Do you reduce your hours of operation for your family child care business during the summer?
Are you thinking about expanding your hours of care for children in the evening or on weekends starting in the fall?
Before you expand your hours you should take the following steps:
- Check with your licensing worker to make sure you are not in violation of any licensing rules. Some states forbid providers from caring for children beyond a specific number of hours in a day. Some states post the hours of operation on a provider’s license. In this situation, if you change your hours you want to update your license. Failing to update your license can create a problem if you are audited and claiming hours not covered by your license.
- Check with your business liability insurance agent to make sure your policy covers you for your expanded hours or days. It may not cost you any additional expense.
- Check to see if your expanded evening or weekend hours would be in violation of local zoning or homeowner’s association rules.
Other than these possible restrictions, you are free to set your own hours and change them whenever you want.
You may want to reduce your summer hours to have more personal time. Some providers only provide care in the mornings during the summer.
You may decide to no longer provide care on Fridays, or close earlier in the day.
You can reduce your hours and keep your same rate. It’s all up to you.
If you either expand or reduce your hours you will need to change your written contract and get parents to sign the new agreement.
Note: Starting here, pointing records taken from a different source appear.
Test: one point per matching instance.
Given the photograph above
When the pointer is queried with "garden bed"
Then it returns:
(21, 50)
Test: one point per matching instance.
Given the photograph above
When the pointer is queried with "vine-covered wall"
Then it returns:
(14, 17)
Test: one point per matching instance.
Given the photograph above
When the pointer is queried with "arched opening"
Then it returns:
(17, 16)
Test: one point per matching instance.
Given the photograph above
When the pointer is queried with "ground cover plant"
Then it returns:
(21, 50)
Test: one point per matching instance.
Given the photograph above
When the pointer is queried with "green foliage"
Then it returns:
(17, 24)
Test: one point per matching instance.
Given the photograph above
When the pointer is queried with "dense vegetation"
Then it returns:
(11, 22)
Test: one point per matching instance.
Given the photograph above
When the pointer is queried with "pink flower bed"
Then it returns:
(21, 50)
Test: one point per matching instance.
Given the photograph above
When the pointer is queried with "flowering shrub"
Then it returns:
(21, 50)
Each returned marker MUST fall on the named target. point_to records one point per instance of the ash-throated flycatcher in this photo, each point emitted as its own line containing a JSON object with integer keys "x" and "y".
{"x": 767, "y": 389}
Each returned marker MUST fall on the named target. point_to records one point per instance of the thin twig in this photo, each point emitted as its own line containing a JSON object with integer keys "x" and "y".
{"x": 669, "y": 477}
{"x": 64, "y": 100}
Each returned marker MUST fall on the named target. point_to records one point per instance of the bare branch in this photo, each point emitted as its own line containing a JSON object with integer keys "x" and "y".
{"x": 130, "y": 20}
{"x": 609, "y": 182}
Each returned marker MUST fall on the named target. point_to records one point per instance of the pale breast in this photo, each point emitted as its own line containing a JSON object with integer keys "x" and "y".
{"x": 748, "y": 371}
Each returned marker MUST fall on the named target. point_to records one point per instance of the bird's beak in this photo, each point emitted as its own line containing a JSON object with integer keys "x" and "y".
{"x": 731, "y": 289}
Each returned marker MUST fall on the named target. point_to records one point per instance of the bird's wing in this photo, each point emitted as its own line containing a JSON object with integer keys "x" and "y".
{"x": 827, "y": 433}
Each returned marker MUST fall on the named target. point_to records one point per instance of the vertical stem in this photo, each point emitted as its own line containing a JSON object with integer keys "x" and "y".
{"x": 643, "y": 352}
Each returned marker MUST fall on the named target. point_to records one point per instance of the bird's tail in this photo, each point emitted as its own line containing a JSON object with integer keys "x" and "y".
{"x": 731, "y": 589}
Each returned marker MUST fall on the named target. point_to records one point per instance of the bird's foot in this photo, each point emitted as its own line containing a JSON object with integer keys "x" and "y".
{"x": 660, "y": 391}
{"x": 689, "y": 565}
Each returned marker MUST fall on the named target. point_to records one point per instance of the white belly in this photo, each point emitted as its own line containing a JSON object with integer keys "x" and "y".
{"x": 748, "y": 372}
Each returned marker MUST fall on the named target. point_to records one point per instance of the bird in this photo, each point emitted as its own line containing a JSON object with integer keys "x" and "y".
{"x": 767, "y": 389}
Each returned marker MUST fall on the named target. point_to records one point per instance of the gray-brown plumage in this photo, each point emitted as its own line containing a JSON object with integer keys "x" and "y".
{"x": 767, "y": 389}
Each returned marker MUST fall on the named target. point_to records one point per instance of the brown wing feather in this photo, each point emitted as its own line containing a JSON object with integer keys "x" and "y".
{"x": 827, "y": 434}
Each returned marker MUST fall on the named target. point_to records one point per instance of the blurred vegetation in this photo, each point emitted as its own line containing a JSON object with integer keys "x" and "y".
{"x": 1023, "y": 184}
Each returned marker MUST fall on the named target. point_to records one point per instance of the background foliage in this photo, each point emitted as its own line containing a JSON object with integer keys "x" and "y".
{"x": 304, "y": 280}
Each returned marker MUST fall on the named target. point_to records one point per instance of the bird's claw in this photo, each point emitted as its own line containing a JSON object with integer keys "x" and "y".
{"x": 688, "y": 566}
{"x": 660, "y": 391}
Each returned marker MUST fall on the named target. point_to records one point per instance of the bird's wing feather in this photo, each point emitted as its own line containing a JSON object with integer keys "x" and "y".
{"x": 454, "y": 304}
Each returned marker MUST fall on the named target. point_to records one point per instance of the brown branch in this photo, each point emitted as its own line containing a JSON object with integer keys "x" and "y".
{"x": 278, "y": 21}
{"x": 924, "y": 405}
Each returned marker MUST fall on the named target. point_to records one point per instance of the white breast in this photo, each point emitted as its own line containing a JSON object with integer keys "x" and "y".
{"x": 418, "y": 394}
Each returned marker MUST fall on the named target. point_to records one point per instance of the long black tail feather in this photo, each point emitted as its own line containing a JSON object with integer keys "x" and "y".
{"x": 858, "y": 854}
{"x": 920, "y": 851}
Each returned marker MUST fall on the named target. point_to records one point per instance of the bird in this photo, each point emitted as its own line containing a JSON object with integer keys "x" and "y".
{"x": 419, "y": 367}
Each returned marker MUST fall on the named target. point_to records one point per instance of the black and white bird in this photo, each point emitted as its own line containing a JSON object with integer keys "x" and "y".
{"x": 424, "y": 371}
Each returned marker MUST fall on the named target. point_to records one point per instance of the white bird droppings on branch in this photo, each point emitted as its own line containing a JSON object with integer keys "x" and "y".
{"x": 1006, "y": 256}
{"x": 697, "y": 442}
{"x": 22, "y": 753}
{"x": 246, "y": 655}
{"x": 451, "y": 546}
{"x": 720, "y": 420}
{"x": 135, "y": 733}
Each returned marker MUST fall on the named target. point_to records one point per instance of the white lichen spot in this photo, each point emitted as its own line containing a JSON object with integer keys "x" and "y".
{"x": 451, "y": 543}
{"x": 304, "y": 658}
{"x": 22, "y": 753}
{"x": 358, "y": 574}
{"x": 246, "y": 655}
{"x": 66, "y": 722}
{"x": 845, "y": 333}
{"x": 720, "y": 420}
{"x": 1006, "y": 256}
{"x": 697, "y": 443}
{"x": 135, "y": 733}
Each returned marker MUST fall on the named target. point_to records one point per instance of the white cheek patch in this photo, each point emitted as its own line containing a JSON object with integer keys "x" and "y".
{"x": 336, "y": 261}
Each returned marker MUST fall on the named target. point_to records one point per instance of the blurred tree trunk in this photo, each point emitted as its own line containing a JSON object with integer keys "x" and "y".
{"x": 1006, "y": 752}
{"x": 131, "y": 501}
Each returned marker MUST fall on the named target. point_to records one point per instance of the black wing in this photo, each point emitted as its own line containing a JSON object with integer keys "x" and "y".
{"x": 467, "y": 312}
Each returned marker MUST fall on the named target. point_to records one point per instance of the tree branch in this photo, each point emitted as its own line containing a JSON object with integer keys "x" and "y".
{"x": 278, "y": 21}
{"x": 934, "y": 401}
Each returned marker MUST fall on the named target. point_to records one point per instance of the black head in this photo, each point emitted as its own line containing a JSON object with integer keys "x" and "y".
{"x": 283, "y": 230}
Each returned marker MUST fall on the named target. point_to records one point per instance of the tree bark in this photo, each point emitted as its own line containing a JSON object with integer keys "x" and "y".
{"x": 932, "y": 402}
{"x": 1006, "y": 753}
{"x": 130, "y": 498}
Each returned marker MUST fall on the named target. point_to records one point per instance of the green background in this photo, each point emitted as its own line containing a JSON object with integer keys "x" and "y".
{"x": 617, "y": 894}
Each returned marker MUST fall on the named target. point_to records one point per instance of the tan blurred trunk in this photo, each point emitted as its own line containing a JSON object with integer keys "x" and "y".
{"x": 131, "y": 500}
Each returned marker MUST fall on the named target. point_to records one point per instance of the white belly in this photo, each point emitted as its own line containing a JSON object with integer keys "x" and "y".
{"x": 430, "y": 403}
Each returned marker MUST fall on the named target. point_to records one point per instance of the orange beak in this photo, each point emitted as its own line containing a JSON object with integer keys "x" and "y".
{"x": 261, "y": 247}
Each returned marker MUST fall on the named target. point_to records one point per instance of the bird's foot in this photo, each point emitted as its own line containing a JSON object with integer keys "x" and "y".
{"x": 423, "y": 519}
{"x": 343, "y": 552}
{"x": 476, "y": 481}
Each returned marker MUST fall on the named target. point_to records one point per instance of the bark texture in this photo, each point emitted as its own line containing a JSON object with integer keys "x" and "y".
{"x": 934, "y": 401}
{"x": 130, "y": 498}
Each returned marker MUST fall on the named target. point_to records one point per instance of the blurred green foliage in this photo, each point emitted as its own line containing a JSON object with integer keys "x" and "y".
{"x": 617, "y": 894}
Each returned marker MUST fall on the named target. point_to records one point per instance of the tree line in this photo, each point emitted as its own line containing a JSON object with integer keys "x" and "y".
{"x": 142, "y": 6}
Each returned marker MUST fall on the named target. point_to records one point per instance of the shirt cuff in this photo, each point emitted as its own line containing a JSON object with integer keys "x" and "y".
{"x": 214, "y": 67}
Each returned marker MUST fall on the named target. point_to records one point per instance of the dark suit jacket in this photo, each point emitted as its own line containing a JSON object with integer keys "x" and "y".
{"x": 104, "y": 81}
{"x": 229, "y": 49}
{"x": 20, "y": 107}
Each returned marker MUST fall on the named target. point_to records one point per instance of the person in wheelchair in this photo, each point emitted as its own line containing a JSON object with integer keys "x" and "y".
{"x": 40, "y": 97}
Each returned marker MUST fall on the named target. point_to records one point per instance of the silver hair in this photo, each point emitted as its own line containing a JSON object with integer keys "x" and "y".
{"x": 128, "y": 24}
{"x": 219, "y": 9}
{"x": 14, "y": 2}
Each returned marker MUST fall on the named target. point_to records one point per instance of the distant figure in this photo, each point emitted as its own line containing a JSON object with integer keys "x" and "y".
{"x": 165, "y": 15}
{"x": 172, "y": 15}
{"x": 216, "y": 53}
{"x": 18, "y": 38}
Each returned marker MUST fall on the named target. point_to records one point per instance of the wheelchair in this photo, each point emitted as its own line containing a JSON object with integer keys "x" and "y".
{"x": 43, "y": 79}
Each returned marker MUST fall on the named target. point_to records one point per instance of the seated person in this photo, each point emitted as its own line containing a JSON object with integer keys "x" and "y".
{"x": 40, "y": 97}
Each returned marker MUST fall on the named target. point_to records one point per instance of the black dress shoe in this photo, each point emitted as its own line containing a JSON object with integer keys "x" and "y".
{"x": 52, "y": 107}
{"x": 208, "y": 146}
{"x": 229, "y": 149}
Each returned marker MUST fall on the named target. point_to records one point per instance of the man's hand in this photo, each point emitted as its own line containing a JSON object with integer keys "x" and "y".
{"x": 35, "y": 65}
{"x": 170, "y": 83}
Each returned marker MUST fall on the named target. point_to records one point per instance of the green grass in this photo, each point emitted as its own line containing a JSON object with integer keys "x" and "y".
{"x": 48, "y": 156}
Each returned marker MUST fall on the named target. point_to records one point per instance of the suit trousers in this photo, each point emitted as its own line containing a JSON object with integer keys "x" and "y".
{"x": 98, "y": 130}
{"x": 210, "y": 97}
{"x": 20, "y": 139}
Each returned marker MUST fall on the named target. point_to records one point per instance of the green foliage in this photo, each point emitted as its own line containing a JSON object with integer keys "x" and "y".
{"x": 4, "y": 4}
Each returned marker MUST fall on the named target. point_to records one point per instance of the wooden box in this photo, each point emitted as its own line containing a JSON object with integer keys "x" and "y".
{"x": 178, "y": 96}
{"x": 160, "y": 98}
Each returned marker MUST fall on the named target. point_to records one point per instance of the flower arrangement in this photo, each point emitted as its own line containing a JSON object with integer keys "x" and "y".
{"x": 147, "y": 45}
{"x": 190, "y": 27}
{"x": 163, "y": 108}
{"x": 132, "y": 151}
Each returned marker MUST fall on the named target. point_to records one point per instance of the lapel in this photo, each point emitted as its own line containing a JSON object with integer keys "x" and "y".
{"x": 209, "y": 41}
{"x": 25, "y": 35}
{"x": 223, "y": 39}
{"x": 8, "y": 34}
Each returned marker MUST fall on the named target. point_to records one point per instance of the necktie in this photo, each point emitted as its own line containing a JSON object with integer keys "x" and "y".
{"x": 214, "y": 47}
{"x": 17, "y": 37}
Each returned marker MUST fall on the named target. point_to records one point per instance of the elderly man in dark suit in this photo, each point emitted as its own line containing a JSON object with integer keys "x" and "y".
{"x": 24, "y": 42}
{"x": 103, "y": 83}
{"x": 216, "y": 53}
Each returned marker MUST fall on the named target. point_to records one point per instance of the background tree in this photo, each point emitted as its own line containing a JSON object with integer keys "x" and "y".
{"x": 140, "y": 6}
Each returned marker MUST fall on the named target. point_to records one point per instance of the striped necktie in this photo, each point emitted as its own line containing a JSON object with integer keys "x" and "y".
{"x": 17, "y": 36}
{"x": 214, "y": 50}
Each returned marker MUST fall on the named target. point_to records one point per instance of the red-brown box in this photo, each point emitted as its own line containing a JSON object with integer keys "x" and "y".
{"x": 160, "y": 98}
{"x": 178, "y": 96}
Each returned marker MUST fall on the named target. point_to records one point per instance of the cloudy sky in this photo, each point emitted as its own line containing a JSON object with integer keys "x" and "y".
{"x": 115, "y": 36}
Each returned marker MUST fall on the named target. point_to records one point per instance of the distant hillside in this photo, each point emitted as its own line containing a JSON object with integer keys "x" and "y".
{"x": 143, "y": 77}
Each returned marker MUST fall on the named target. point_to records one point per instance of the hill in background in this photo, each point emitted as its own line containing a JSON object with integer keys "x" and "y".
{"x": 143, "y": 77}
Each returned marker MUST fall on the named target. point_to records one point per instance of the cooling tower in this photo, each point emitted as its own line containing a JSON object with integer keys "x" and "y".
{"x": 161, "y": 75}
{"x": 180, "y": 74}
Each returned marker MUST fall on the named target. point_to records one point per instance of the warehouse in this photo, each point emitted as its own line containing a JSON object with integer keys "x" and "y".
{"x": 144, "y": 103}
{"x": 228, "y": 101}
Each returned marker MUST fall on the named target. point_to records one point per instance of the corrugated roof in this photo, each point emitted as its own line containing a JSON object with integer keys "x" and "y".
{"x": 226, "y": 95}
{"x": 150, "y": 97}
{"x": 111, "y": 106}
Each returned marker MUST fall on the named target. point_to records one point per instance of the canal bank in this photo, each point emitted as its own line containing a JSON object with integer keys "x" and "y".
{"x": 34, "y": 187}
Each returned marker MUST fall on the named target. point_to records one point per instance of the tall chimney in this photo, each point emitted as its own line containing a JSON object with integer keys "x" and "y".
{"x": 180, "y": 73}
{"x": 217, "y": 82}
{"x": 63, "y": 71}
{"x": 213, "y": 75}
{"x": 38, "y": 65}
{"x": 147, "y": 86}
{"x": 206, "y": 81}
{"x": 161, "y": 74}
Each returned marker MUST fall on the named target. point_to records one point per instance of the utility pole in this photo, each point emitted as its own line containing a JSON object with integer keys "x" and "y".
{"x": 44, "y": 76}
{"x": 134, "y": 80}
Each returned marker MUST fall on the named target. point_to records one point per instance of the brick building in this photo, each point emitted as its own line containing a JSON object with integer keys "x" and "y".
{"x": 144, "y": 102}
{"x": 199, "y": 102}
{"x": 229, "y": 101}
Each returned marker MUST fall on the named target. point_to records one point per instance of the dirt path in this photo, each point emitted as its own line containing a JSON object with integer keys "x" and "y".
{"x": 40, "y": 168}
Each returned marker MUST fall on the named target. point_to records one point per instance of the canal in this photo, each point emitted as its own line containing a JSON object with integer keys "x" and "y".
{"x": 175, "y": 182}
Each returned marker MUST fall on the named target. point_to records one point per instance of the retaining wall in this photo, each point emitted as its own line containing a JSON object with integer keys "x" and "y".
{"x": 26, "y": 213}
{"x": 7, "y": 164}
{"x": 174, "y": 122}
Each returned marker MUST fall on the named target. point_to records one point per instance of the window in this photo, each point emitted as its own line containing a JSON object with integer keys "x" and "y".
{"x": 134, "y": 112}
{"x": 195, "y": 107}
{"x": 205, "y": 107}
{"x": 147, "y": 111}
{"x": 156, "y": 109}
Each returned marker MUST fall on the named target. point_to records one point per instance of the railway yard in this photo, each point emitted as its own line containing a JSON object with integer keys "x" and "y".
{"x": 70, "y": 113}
You can cross out the old hours, write in the new hours and have the parents and you initial the change. Or you can rewrite the paragraph in your contract concerning hours, staple it to your contract and have both parties sign it. Or you can type out a new contract to sign.
If you do reduce your hours it will have an effect on your taxes. Reducing your hours will lower your Time-Space Percentage and doing so will lower the business deductions for your house expenses. I’ve written an article about this: “The Consequences of Reduced Summer Hours.”
But, don’t make your decision about whether to reduce your hours dependent on the tax consequences. If you want to work less, do so! Enjoy life. Providers work too hard as it is.